Springfield’s situation shows just how whacky the system has become. Last year, the Springfield City Schools placed a multi‑million‑dollar levy on the ballot but due to state timing rules and a court ruling, the district wouldn’t even collect the funds if voters approved it. The Springfield School Board has set another levy for this year.
The problem is structural. Ohio’s school funding formula ties a significant portion of education costs to local property taxes, creating a patchwork system where wealthy areas can often raise funds more easily, while middle-class and less affluent areas struggle. For good reason, recent changes at the state level have restricted the types of levies districts can even put on the ballot, eliminating emergency and substitute levies many districts relied on.
For property owners, this levy cycle is more than an abstract policy debate. Renewal levies, even those that don’t increase rates, lock taxpayers into paying year after year pass without improvements in student outcomes. And new-money levies, which are harder to pass, often fail leaving schools scrambling. Families, already stretched by inflation and other taxes, shouldn’t have to be the perpetual solution for systemic funding failures.

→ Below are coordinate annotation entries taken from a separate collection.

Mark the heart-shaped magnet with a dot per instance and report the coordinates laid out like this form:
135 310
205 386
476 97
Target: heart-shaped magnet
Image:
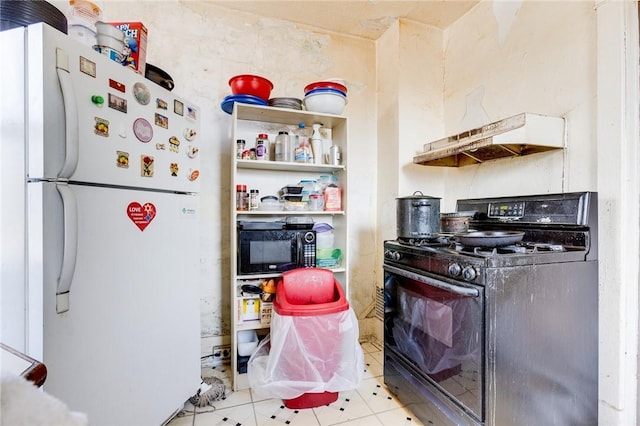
141 214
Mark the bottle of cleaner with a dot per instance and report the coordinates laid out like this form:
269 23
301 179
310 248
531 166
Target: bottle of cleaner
302 153
316 144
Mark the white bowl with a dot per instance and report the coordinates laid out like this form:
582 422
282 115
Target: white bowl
326 103
110 30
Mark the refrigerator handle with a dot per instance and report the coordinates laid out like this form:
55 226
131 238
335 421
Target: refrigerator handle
70 249
70 113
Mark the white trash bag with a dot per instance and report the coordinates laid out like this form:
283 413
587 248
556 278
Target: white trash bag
308 354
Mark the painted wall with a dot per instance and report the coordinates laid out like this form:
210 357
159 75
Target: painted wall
499 61
413 85
201 46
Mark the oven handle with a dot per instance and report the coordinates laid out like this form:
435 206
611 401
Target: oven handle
462 291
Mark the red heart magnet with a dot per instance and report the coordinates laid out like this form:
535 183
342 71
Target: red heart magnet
141 215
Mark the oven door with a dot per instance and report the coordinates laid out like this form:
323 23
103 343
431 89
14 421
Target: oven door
436 327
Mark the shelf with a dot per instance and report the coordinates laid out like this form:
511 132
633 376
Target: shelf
251 325
266 276
287 166
290 212
268 177
286 116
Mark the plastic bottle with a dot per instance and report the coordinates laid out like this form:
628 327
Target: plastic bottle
242 202
254 199
316 143
283 147
240 143
262 146
302 153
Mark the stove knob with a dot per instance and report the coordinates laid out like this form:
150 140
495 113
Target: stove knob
455 270
468 273
393 255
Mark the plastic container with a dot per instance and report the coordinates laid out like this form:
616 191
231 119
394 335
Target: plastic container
312 351
242 200
283 147
262 146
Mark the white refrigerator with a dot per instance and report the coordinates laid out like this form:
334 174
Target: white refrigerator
99 221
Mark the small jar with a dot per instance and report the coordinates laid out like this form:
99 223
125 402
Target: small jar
262 147
254 199
242 201
240 143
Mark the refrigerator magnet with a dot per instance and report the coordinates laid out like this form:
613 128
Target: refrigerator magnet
161 121
143 130
192 151
101 127
189 134
146 165
141 93
161 104
174 144
141 215
178 107
87 67
122 160
117 103
117 85
192 113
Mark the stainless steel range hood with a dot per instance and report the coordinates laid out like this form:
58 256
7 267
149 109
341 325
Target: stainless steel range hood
516 136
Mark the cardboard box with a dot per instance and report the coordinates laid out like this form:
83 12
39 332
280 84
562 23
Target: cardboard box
332 198
265 313
248 308
135 44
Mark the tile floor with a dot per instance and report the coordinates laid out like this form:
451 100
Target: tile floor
369 405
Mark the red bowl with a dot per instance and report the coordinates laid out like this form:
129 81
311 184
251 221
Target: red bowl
251 85
325 85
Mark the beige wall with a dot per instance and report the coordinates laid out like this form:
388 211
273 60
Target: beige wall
201 46
413 85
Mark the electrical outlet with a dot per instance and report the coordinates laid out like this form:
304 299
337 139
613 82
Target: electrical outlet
221 354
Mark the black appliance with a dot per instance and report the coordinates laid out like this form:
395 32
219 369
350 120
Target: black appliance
502 333
272 247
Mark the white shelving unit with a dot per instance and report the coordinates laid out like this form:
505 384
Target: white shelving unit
269 177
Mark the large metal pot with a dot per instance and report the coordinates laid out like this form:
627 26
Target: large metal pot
418 216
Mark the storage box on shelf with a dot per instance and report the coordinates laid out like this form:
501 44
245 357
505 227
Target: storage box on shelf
269 177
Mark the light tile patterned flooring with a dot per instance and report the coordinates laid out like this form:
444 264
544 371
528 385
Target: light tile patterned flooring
369 405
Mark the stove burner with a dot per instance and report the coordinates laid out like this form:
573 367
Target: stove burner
520 248
421 242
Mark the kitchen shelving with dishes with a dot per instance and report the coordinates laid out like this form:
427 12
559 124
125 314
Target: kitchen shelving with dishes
249 312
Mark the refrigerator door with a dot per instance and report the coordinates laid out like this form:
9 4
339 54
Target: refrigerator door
13 102
121 336
93 120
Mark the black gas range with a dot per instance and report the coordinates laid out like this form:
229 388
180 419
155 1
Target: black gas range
503 331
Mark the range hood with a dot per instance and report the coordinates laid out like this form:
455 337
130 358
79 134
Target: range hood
516 136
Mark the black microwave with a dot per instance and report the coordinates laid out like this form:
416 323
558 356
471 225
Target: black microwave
263 251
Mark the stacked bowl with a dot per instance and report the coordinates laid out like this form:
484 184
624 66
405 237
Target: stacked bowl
247 89
327 97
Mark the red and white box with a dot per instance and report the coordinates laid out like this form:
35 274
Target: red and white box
135 41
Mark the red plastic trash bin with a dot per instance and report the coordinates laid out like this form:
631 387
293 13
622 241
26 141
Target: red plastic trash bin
305 293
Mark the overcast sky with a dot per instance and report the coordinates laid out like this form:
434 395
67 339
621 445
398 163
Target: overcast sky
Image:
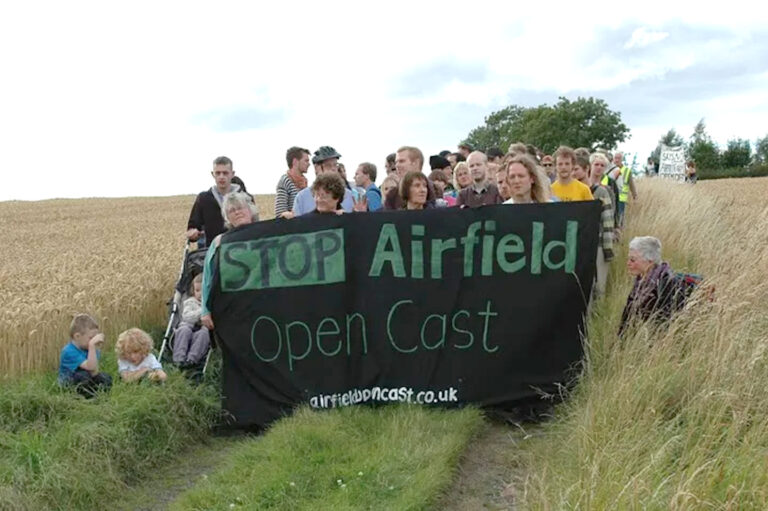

This pattern has gone on long enough to know the solution isn’t more levies. Ohio needs a state funding formula reflecting the true cost of education. This needs to include special education and less reliance on local property taxes with more equitable state support. Although, with this needs to be stricter transparency measures so that every dollar raised is used efficiently and used for the core curriculum needs.
Schools and residents in Ohio deserve better than repeated levy requests. School funding is far too important to be reduced to a series of ballot campaigns. Property owners shouldn’t be the default backstop for a problem that should be addressed by state policy. Until lawmakers act, each new levy is just another reminder that the system is broken, and it’s time to demand real reform.